Parents Receiving Heart Disease Diagnosis for Infants Need Better Information LA BioMed Survey Finds More Compassion and Resources Required to Help Guide Treatment Choices

Based on a survey of parents of children with congenital heart disease, physicians delivering the diagnosis need to do a better job of showing compassion, ensuring parents understand all their options and providing easily understandable information, according to a new study published in the February edition of the journal, Pediatric Cardiology.

Researchers at Los Angeles Biomedical Research Institute (LA BioMed) worked with the California Heart Connection, a nonprofit organization of parents of children with congenital heart disease, to conduct an online survey of 841 parents of children who were either diagnosed before birth or shortly afterward with congenital heart disease. The researchers said physicians remain the primary source of information for parents at diagnosis.

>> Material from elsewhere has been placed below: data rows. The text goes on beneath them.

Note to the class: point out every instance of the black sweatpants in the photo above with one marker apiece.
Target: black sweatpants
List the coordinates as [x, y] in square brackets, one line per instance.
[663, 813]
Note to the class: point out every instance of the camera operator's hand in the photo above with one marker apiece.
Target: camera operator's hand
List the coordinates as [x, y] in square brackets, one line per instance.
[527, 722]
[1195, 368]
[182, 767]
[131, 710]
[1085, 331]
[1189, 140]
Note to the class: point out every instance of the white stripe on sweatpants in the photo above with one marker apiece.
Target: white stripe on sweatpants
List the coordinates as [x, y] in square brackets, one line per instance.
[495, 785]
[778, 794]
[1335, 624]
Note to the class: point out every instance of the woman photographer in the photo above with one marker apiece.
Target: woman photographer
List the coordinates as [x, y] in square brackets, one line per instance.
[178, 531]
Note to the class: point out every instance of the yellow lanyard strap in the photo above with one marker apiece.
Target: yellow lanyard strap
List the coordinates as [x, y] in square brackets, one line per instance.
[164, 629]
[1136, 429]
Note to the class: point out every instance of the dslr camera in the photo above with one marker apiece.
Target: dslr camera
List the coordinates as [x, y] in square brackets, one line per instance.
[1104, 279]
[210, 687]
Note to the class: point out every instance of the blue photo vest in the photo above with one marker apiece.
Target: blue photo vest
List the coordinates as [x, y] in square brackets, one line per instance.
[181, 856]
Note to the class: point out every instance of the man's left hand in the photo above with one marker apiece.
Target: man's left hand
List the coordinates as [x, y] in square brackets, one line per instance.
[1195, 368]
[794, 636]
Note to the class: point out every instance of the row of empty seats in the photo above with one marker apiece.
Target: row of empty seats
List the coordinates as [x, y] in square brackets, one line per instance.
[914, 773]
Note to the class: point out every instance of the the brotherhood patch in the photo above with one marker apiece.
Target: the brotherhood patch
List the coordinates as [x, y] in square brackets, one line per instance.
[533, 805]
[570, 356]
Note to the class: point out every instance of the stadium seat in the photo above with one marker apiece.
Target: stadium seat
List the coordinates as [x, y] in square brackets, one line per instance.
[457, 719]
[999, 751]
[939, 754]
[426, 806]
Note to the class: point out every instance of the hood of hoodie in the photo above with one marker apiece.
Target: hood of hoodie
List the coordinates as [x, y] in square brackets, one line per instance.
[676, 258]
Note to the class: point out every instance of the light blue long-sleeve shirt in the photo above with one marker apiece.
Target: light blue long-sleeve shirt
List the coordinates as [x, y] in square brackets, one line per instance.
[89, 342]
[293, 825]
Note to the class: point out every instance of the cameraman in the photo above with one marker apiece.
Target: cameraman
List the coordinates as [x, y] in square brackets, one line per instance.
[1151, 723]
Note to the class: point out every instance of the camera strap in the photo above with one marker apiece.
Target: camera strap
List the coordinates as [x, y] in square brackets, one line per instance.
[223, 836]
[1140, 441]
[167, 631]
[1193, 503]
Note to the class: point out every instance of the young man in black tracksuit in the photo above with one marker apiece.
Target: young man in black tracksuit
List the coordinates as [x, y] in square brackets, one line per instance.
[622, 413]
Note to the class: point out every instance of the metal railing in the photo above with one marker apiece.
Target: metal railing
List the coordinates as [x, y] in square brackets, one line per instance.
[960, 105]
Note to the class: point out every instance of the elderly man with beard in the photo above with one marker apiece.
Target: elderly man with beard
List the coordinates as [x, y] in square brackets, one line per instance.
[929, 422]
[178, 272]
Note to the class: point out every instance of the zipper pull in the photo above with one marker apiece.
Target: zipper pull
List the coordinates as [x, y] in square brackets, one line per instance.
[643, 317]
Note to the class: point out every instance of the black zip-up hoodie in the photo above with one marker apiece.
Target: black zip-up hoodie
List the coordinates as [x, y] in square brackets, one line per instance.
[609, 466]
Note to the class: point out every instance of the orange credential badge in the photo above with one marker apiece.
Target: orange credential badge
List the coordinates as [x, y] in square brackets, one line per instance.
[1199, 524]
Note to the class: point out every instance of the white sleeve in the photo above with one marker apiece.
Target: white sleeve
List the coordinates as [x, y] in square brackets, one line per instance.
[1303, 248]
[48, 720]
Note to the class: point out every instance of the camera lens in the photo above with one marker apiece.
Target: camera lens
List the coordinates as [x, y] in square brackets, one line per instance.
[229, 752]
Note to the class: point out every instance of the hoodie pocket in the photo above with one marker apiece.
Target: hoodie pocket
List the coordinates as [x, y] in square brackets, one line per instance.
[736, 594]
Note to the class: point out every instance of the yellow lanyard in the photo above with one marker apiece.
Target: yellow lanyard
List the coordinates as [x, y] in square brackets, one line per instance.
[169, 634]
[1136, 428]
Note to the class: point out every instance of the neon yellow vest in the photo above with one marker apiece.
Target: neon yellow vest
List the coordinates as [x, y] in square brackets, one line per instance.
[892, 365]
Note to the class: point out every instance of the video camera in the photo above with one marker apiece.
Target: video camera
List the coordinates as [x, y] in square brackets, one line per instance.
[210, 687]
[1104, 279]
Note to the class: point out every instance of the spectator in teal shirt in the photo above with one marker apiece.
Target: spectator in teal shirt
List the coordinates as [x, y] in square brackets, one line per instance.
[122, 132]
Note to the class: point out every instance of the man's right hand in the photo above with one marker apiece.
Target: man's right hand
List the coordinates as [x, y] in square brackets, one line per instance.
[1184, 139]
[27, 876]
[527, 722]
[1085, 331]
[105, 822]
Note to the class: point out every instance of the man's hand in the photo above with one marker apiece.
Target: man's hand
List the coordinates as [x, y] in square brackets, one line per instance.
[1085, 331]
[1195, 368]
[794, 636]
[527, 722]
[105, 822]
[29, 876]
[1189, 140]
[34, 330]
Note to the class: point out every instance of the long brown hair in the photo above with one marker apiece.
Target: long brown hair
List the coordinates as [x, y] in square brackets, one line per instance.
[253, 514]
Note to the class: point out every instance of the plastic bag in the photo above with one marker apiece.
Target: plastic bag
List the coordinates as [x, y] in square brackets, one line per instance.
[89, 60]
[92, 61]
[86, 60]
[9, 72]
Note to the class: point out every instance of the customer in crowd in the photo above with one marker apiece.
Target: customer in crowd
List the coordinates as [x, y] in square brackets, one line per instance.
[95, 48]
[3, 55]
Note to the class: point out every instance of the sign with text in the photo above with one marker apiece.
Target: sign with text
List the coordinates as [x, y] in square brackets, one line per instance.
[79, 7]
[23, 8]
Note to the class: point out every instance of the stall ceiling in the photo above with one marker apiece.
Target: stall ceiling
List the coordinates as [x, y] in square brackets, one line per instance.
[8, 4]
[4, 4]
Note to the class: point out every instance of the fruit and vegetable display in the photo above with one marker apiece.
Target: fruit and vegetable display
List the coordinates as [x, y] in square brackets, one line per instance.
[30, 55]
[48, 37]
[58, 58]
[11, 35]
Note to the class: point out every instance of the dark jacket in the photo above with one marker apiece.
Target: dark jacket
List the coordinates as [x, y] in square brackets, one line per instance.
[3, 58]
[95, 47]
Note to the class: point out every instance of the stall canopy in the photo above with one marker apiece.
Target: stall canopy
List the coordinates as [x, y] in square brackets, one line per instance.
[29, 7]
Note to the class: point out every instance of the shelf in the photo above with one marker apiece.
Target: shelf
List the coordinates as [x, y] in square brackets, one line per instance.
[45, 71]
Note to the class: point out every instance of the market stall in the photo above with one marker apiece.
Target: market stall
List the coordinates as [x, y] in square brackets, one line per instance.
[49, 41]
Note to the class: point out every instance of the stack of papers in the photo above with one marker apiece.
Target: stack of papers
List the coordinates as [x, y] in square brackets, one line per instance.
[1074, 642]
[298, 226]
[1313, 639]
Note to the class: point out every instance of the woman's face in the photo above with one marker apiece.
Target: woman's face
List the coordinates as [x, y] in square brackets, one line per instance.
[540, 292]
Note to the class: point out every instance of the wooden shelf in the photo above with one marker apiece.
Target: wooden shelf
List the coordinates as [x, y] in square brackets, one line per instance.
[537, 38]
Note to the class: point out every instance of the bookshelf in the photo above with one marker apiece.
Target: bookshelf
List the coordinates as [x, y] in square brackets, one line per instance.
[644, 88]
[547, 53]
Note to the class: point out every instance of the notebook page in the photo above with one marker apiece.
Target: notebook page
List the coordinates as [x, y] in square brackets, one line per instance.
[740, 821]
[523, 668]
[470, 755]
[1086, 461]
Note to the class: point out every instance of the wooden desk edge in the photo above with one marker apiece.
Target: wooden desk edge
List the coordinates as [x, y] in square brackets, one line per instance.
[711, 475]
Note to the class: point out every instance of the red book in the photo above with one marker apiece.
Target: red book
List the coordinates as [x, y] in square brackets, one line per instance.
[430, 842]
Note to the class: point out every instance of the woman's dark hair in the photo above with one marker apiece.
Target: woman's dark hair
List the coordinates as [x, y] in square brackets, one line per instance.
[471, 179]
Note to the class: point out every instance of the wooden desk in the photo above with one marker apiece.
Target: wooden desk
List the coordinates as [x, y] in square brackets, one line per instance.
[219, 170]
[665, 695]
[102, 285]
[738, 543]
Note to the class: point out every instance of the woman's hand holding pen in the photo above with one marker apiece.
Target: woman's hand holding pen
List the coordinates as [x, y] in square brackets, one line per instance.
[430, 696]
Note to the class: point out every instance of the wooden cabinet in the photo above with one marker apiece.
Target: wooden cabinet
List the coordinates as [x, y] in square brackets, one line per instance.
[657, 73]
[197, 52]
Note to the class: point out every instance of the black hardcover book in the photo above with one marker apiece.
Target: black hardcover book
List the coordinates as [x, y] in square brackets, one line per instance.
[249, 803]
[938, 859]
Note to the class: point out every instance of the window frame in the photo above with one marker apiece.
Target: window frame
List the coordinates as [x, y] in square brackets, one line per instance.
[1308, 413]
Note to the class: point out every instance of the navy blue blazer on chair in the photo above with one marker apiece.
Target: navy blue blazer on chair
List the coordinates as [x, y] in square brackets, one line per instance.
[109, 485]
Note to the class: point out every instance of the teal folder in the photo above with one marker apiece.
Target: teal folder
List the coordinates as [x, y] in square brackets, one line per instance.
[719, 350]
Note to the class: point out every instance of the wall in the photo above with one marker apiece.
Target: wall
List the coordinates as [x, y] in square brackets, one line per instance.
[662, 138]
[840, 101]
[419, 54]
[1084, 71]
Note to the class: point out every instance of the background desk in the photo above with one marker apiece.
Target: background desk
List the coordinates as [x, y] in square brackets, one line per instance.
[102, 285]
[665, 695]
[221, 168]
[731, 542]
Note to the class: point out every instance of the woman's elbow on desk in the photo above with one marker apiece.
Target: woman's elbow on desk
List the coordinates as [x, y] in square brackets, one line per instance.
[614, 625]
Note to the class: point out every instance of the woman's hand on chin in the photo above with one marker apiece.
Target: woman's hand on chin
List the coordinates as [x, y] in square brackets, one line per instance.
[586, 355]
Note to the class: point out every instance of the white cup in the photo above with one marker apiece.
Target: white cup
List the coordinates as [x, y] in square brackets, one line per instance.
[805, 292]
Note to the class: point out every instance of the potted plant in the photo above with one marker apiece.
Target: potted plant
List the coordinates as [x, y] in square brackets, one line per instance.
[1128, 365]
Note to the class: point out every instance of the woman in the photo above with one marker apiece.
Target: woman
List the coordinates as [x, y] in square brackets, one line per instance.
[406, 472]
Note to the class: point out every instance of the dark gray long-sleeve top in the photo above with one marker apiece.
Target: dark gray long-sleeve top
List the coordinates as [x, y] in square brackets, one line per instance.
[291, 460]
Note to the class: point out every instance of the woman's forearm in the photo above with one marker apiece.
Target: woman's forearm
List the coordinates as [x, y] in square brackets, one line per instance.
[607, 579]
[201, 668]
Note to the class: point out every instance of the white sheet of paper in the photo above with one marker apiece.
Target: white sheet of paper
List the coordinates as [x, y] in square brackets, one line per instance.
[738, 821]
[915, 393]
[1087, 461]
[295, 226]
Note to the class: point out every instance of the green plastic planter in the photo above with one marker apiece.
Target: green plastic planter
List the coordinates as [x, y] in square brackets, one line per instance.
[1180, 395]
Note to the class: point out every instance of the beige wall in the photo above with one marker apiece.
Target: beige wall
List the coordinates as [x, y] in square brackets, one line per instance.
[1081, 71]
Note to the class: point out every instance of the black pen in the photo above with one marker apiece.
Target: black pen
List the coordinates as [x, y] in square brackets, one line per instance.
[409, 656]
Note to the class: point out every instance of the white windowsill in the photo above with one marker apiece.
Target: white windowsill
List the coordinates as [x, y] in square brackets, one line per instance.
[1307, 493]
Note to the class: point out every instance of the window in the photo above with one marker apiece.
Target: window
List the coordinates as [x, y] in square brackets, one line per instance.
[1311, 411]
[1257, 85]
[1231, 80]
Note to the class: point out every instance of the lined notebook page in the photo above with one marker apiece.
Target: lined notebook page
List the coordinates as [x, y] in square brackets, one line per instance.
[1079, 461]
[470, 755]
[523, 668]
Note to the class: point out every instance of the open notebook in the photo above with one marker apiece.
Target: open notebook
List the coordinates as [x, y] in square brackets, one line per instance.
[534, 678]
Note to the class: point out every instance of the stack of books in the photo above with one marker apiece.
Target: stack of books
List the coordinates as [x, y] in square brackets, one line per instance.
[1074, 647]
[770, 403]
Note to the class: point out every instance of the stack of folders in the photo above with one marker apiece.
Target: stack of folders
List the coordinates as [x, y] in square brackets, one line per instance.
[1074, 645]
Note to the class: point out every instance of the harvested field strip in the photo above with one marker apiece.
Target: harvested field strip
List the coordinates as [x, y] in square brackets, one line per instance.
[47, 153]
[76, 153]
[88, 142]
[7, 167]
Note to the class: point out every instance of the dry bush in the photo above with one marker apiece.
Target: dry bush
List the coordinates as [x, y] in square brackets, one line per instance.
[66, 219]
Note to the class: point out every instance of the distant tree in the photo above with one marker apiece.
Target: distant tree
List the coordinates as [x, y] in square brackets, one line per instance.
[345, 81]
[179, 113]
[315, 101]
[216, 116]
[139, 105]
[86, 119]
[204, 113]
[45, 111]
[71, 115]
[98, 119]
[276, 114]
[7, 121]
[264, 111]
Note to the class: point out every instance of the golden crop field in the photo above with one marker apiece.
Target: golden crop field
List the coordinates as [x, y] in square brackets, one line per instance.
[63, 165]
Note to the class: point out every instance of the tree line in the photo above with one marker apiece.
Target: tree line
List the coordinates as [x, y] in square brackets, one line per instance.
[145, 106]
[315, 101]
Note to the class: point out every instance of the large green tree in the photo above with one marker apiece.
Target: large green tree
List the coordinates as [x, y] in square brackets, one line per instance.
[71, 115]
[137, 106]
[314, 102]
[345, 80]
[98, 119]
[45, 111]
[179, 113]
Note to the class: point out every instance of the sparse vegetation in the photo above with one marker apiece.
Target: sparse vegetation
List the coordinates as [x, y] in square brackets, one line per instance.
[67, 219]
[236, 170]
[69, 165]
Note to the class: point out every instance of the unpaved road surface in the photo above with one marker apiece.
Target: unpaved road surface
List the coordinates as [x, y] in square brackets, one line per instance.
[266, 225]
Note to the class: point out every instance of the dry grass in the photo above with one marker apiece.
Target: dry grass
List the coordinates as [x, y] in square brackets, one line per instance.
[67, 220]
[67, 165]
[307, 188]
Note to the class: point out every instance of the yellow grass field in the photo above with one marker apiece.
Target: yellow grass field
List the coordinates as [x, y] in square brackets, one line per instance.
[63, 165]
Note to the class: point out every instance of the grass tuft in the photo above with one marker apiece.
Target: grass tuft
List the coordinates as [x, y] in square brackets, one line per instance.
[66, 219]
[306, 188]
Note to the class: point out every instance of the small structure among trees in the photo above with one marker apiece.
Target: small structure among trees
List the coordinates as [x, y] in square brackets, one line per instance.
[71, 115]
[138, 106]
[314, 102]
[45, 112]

So they analyzed the survey’s findings to offer suggestions for how physicians and other health care providers can most effectively tell parents their child has a serious and potentially life-threatening medical condition.

“Parents confronted with a diagnosis of congenital heart disease face very difficult choices – from selecting a treatment to determining whether to continue a pregnancy, if they receive the diagnosis prenatally,” said Ruey-Kang Chang, MD, an LA BioMed researcher and the corresponding author of the study. “All of these decisions depend on the information they are given at the time of diagnosis and how well they can understand and retain the information at such a difficult time.”

Upon learning of their children’s diagnosis, most of the parents surveyed said they received no information on support groups, Internet resources or success rates at other hospitals. Two-thirds of the parents were told their children’s heart conditions were “rare.” More than half of them believed that meant fewer than one in a million infants had the condition or there were few people alive with the defect. In reality, congenital heart disease occurs in about eight in 1,000 births in the United States, with approximately one-third of those cases requiring invasive treatment during the first year of life.

Of those surveyed, 13% reported feeling pressured to terminate the pregnancy by their pediatric cardiologist, and 15% felt their physician showed a lack of compassion. More than a fourth of the respondents said they sought a second opinion, and 71% of them chose the second physician for long-term follow-up care. The two most commonly cited stress factors were “uncertainty” about their child’s future (87%) and “not knowing about survivors with this defect” (52%).

In the United Kingdom, parents have access to a database of information about the number of procedures and mortality rates among children with congenital heart disease. In the U.S., Dr. Chang said no such database is available to the public so physicians continue to be a vital source of information.

“The information parents receive at diagnosis and the manner in which it is conveyed often determines their assessment of their children’s chances for survival and may shape the parents’ decisions,” said Dr. Chang. “To ensure the parents have the information they need to make these critical decisions about their children’s health, physicians should provide context for the parents, including information on success rates at different hospitals, Internet resources and referrals to support networks. Physicians should also be aware of how their demeanor and the words they use will be interpreted by the parents.”

Debra Hilton-Kamm of the California Heart Connection, and Mark Sklansky, MD, of the David Geffen School of Medicine at UCLA, co-authored the study. The 82-question survey was distributed to online support groups for parents of children with congenital heart disease. A total of 1,001 responses were received and 160 were excluded because they were incomplete or didn’t meet the study’s criteria.